Thorin had once, briefly, considered objecting to the fact that Mahal generally only appeared to his selected few, and so Thorin occasionally appeared to be talking to empty air. Then he had realised that this was only likely to encourage Mahal, and had decided to just accept the reputation of ‘eccentricity’ which Aragorn was also cultivating in Gondor.

Sometimes it was just easier not to argue.

‘Bilbo is perfectly safe from Erebor, Thorin, I promise you,’ Mahal continued, momentarily dropping the fine layer of sarcasm he usually used with his unacknowledged favourite. ‘She and I keep a very close eye on both of our hobbits. We will let no harm come to him.’

‘And what, exactly, could Erebor do if Bilbo were suddenly to fall?’ Thorin asked, using all the sarcasm which Mahal had left unattended.

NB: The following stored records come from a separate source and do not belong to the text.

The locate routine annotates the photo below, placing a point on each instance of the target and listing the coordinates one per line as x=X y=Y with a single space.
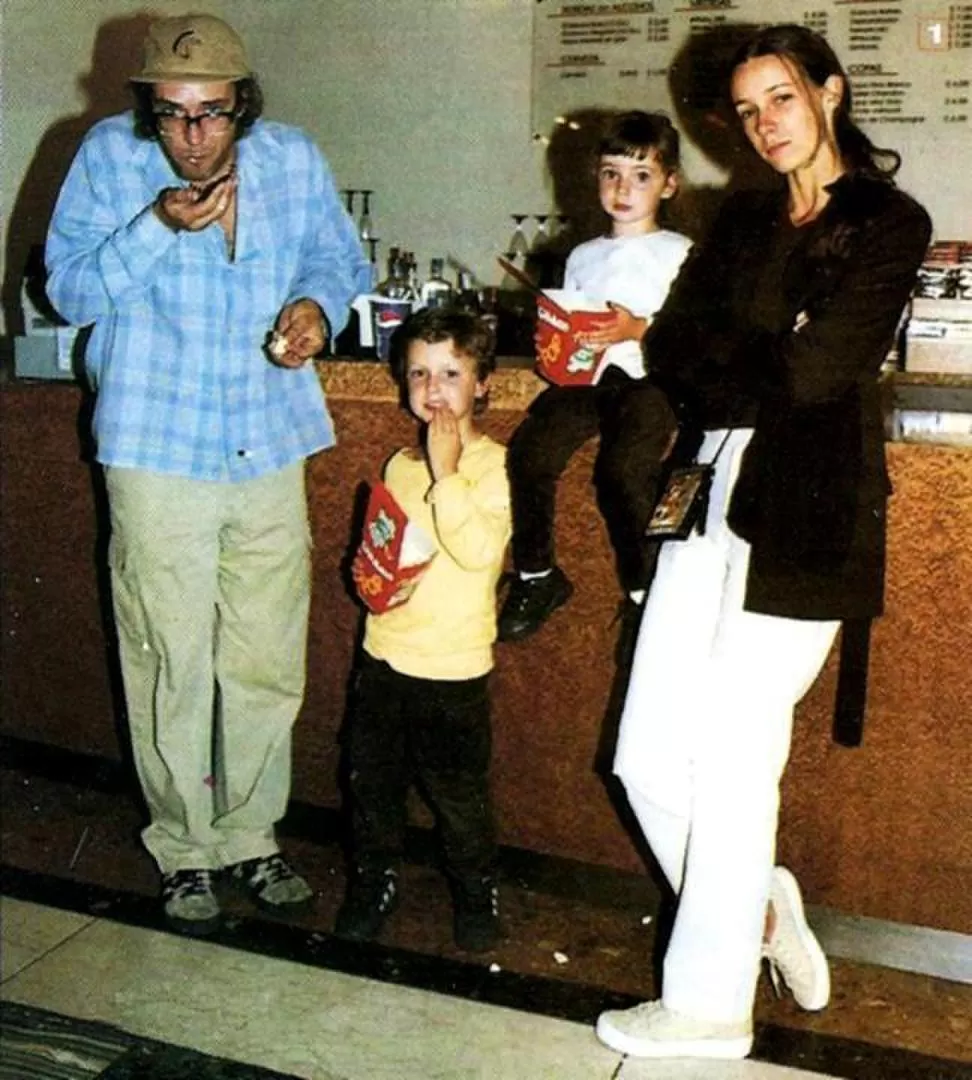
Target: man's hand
x=621 y=325
x=197 y=206
x=443 y=444
x=300 y=333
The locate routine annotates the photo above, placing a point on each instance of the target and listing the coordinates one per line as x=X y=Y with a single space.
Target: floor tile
x=634 y=1069
x=28 y=931
x=296 y=1020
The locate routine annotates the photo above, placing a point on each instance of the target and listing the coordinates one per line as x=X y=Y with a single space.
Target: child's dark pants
x=635 y=423
x=437 y=732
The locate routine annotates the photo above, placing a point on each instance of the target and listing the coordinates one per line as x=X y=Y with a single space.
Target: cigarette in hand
x=279 y=346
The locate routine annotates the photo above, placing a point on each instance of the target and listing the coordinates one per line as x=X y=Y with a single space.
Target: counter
x=881 y=831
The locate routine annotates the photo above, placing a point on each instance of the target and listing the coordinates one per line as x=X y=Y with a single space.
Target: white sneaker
x=652 y=1030
x=793 y=952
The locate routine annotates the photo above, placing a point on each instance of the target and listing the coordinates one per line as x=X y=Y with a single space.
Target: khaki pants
x=211 y=586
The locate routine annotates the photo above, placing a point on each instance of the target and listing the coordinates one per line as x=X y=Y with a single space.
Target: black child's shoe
x=476 y=926
x=372 y=898
x=530 y=603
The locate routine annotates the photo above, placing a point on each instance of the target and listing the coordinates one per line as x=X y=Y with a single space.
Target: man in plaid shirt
x=211 y=255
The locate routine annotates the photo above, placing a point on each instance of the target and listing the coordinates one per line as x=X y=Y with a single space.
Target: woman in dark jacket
x=771 y=341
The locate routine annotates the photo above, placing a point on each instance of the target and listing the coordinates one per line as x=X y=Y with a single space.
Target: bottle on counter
x=396 y=285
x=436 y=292
x=468 y=297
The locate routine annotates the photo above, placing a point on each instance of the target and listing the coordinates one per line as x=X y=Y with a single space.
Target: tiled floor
x=82 y=939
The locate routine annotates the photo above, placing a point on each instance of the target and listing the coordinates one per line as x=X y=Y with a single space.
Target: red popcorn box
x=392 y=555
x=561 y=358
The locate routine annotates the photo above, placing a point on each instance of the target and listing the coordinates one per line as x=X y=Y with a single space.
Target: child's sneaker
x=793 y=952
x=652 y=1030
x=530 y=602
x=189 y=903
x=372 y=898
x=476 y=926
x=272 y=885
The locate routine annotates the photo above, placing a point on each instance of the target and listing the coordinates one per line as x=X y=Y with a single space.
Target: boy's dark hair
x=636 y=133
x=250 y=106
x=470 y=334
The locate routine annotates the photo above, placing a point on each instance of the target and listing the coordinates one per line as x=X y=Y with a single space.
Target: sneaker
x=793 y=952
x=652 y=1030
x=476 y=927
x=370 y=900
x=189 y=903
x=272 y=885
x=530 y=603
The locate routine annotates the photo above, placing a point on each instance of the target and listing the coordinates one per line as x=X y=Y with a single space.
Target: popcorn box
x=392 y=555
x=561 y=358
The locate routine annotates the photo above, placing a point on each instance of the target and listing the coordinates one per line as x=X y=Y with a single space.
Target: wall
x=426 y=102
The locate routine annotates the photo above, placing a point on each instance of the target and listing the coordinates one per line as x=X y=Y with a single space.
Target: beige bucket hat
x=192 y=49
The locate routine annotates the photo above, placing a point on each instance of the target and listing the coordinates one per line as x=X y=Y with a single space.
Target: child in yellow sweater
x=421 y=703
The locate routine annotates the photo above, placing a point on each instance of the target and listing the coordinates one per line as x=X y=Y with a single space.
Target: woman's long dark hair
x=250 y=107
x=812 y=56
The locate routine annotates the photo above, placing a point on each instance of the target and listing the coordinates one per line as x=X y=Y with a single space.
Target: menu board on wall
x=909 y=63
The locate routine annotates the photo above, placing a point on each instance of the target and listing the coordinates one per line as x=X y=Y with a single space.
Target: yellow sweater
x=447 y=626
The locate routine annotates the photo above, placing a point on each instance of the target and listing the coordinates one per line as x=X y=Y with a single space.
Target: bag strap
x=721 y=446
x=852 y=682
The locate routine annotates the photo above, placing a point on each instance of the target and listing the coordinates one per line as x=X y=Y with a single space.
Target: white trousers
x=211 y=588
x=703 y=740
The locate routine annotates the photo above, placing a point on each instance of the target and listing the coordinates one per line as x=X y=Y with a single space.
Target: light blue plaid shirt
x=176 y=350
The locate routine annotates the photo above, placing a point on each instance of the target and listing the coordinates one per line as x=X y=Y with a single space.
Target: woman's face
x=786 y=118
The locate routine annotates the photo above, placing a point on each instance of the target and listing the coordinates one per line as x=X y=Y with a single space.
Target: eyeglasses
x=212 y=120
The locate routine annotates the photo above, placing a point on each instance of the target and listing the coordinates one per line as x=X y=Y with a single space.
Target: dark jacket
x=812 y=491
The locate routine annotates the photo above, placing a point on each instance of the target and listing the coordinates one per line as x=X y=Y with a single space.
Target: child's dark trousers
x=635 y=423
x=433 y=731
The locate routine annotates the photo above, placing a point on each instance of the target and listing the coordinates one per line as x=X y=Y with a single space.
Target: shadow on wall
x=115 y=57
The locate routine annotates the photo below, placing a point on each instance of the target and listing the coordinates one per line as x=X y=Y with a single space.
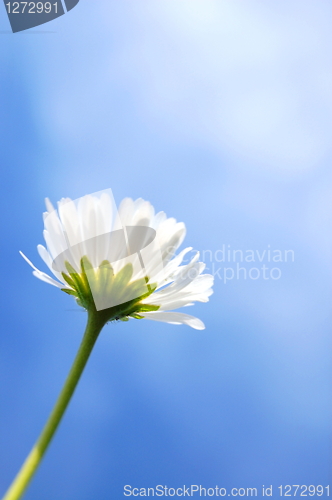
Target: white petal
x=175 y=318
x=48 y=279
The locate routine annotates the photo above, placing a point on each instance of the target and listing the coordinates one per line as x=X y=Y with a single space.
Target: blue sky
x=219 y=113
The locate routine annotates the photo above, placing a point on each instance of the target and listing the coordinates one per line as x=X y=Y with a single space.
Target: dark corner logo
x=25 y=15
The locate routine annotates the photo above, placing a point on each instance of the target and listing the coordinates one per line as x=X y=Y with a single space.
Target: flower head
x=122 y=263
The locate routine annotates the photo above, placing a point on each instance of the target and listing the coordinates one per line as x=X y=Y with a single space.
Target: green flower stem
x=24 y=476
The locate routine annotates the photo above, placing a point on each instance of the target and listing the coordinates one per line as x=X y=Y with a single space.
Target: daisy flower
x=117 y=264
x=122 y=263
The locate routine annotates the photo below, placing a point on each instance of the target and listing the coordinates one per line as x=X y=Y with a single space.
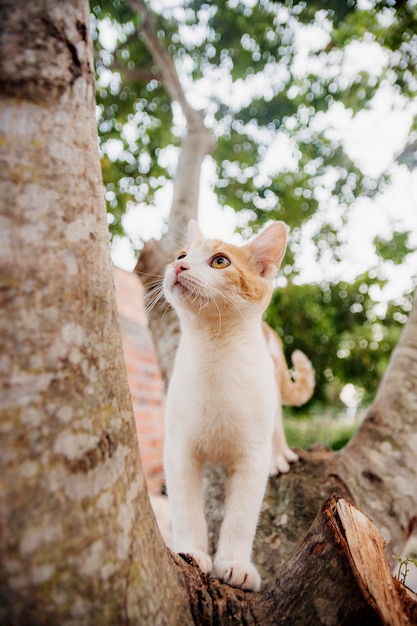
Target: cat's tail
x=296 y=387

‘I think you would be surprised what the stone can do when necessary,’ Mahal said cryptically, smiling slightly as he did so. ‘Kíli could enlighten you, I am sure.’

With that, he was gone again. Thorin, well-used to these exits and entrances, merely sighed and shook his head as he would if Fíli or Kíli had been presented to him after getting into yet another scrape.

Looking down at Bilbo, who had one eyebrow raised in laughter, Thorin noticed that they were still standing in their hug and that they were receiving some amused looks from nearby dwarves.

He ignored that, too. If they were not used to him and Bilbo by now, then there was no hope for them.

Besides, Legolas had spent almost the entirety of his last visit carrying Kíli around on his back and completely ignoring Kíli’s objections, so it was not as if Thorin and Bilbo were the most entertaining sight to have occurred in Erebor that year. Or even that month.

‘Do you not have ruling to do, oh great King?’ Bilbo asked wryly, after a brief pause to appreciate the unpredictability of their lives.

‘Probably,’ Thorin acknowledged reluctantly. ‘Is Balin hovering anywhere nearby?’

Bilbo peeked around Thorin’s side for a moment, chuckled quietly and looked back up at Thorin again.

‘No,’ he informed Thorin with a pretence of solemnity, ‘but Ori is standing about twenty-five feet away and bouncing on his toes. Fíli looks as if he’s about to try and pin him to the floor.’

Thorin sighed.

‘If it were anyone but Ori,’ he told Bilbo, ‘I would leave them to their fate.’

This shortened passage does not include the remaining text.